Search code examples
pythonmachine-learningcaffepycaffelmdb

how to append data to existing LMDB?


I have around 1 million images to put in this dataset 10000 at a time appended to the set.

I"m sure the map_size is wrong with ref from this article

used this line to create the set

env = lmdb.open(Path+'mylmdb', map_size=int(1e12)

use this line every 10000 sample to write data to file where X and Y are placeholders for the data to be put in the LMDB.

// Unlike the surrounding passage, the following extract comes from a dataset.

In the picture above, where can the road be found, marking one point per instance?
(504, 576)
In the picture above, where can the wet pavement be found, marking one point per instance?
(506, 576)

env = create(env, X[:counter,:,:,:],Y,counter)


def create(env, X,Y,N):
    with env.begin(write=True) as txn:
        # txn is a Transaction object
        for i in range(N):
            datum = caffe.proto.caffe_pb2.Datum()
            datum.channels = X.shape[1]
            datum.height = X.shape[2]
            datum.width = X.shape[3]
            datum.data = X[i].tostring()  # or .tostring() if numpy < 1.9
            datum.label = int(Y[i])
            str_id = '{:08}'.format(i)

            # The encode is only essential in Python 3
            txn.put(str_id.encode('ascii'), datum.SerializeToString())
        #pdb.set_trace()
    return env

How can I edit this code such that new data is added to this LMDB and not replaced as this present method replaces it in the same position. I have check the length after generation with the env.stat().


Solution

  • Le me expand on my comment above.

    All entries in LMDB are stored according to unique keys and your database already contains keys for i = 0, 1, 2, .... You need a way to find unique keys for each i. The simplest way to do that is to find the largest key in existing DB and keep adding to it.

    Assuming that existing keys are consecutive,

    max_key = env.stat()["entries"]
    

    Otherwise, a more thorough approach is to iterate over all keys. (Check this.)

    max_key = 0
    for key, value in env.cursor():
        max_key = max(max_key, key)
    

    Finally, simply replace line 7 of your for loop,

    str_id = '{:08}'.format(i)
    

    by

    str_id = '{:08}'.format(max_key + 1 + i)
    

    to append to the existing database.